Consider the functional $S[y]=\int_{0}^{1}(y')^{n}e^{y}dx, y(0)=1, y(1)=A>1$.
Note that the Euler-Lagrange equation is $\frac{d}{dx}(\frac{\partial F}{\partial y'})-\frac{\partial F}{\partial y}=0, y(a)=A, y(b)=B$ for the functional $S[y]=\int_{a}^{b}F(x, y, y')dx, y(a)=A, y(b)=B$.
First, we compute $\frac{\partial F}{\partial y'}$ and $\frac{\partial F}{\partial y}$ where $F(x, y, y')=(y')^{n}e^{y}$.
Observe that $\frac{\partial F}{\partial y'}=n(y')^{n-1}e^{y}$ and $\frac{\partial F}{\partial y}=(y')^{n}e^{y}$.
This means $\frac{d}{dx}(\frac{\partial F}{\partial y'})=n(y')^{n-1}e^{y}+n(n-1)(y')^{n-2}y''e^{y}$.
Now we have $\frac{d}{dx}(\frac{\partial F}{\partial y'})-\frac{\partial F}{\partial y}=0\implies n(y')^{n-1}e^{y}+n(n-1)(y')^{n-2}y''e^{y}-(y')^{n}e^{y}=0\implies (y')^{n-2}e^{y}[n(n-1)y''+n(y')-(y')^2]=0$.

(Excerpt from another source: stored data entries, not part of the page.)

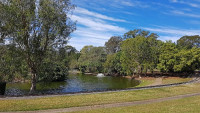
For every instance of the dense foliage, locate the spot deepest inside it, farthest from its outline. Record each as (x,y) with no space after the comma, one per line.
(139,52)
(36,27)
(92,59)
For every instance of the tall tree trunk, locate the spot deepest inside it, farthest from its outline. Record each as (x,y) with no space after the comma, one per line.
(33,82)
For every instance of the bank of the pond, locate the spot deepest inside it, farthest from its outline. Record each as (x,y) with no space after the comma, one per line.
(66,101)
(74,84)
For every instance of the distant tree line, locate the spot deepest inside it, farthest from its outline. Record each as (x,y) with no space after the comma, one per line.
(138,52)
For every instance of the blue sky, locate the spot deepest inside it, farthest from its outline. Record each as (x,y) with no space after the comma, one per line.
(98,20)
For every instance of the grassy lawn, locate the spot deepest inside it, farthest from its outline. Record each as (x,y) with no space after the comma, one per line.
(171,80)
(94,99)
(146,81)
(186,105)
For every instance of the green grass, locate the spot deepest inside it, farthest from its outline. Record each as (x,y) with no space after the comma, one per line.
(146,82)
(172,80)
(186,105)
(94,99)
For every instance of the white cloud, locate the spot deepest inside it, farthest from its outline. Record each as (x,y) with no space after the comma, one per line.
(97,15)
(96,24)
(173,31)
(195,5)
(93,28)
(185,14)
(169,33)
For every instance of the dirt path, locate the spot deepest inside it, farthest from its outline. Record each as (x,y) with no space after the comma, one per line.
(74,109)
(158,81)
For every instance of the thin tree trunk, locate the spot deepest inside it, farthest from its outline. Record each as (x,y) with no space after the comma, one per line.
(33,83)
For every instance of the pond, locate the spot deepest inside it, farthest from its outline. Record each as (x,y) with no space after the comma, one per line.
(74,84)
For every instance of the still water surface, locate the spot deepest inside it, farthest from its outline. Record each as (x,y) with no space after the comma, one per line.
(74,84)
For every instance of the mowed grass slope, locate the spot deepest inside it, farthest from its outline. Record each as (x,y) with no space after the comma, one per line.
(94,99)
(185,105)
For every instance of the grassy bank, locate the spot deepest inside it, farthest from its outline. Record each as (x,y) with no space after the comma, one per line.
(94,99)
(146,81)
(186,105)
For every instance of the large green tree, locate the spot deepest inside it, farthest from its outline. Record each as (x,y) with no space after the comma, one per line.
(188,42)
(140,54)
(92,59)
(167,58)
(113,44)
(35,26)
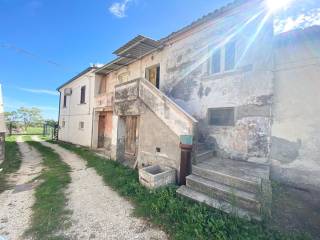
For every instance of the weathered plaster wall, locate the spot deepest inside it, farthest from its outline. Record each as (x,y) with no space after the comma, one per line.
(74,113)
(2,146)
(248,88)
(153,135)
(295,148)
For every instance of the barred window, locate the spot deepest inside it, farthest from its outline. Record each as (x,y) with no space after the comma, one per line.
(221,116)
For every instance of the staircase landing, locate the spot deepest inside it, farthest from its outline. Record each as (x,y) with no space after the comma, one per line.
(231,186)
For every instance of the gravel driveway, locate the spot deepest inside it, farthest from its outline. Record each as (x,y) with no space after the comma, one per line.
(98,211)
(16,203)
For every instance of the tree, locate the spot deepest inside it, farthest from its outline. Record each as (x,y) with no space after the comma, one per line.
(29,116)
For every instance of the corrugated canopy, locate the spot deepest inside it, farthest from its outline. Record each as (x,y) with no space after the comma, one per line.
(131,51)
(137,47)
(114,65)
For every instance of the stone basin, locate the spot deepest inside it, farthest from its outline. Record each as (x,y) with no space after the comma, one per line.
(157,176)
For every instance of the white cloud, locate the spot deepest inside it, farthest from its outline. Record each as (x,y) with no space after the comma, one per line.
(119,8)
(303,20)
(40,91)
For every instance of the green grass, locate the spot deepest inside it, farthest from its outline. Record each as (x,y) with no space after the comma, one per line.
(49,213)
(34,130)
(11,163)
(181,218)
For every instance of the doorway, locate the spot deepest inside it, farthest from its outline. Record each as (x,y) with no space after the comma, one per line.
(101,130)
(131,137)
(105,130)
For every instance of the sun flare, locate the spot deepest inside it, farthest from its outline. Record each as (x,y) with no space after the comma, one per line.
(275,5)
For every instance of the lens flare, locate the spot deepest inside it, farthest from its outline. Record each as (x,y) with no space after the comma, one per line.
(275,5)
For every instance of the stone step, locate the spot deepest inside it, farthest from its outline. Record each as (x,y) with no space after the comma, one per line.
(223,192)
(215,203)
(226,179)
(204,155)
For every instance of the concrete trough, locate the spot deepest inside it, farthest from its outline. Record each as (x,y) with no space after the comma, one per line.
(157,176)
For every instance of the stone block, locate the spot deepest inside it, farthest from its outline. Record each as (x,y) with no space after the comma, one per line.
(157,176)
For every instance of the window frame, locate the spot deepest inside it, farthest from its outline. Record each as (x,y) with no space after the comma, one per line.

This implies $n(n-1)y''+ny'-y'^2=0$.
From here I'm stuck. How should I proceed and solve this second-order differential equation to get the given stationary path? And how to use the Jacobi equation to determine the nature of this stationary path?
Hints:
Since OP's Lagrangian $$L~=~(y^{\prime})^ne^y \tag{1}$$ does not depend explicitly on the independent variable $x$, the Beltrami identity yields a first integral/conserved quantity $$ {\rm const}~\stackrel{\text{Bel. id.}}{=}~ \left(y^{\prime}\frac{\partial}{\partial y^{\prime}}-1\right)L~\stackrel{(1)}{=}~(n-1)L. \tag{2}$$
So (the $n$th root of) the Lagrangian $L$ is a first integral/conserved quantity $$ {\rm const}~\stackrel{(2)}{=}~L^{1/n}~\stackrel{(1)}{=}~y^{\prime}e^{y/n}~=~n\frac{de^{y/n}}{dx}.\tag{3}$$
Hence $$e^{y/n}~\stackrel{(3)}{=}~ax+b\tag{4}$$ is an affine function of $x$, and therefore the stationary path is of the form $$ y~\stackrel{(4)}{=}~n\ln(ax+b).\tag{5}$$ Finally apply OP's boundary conditions to determine the constants $a$ and $b$.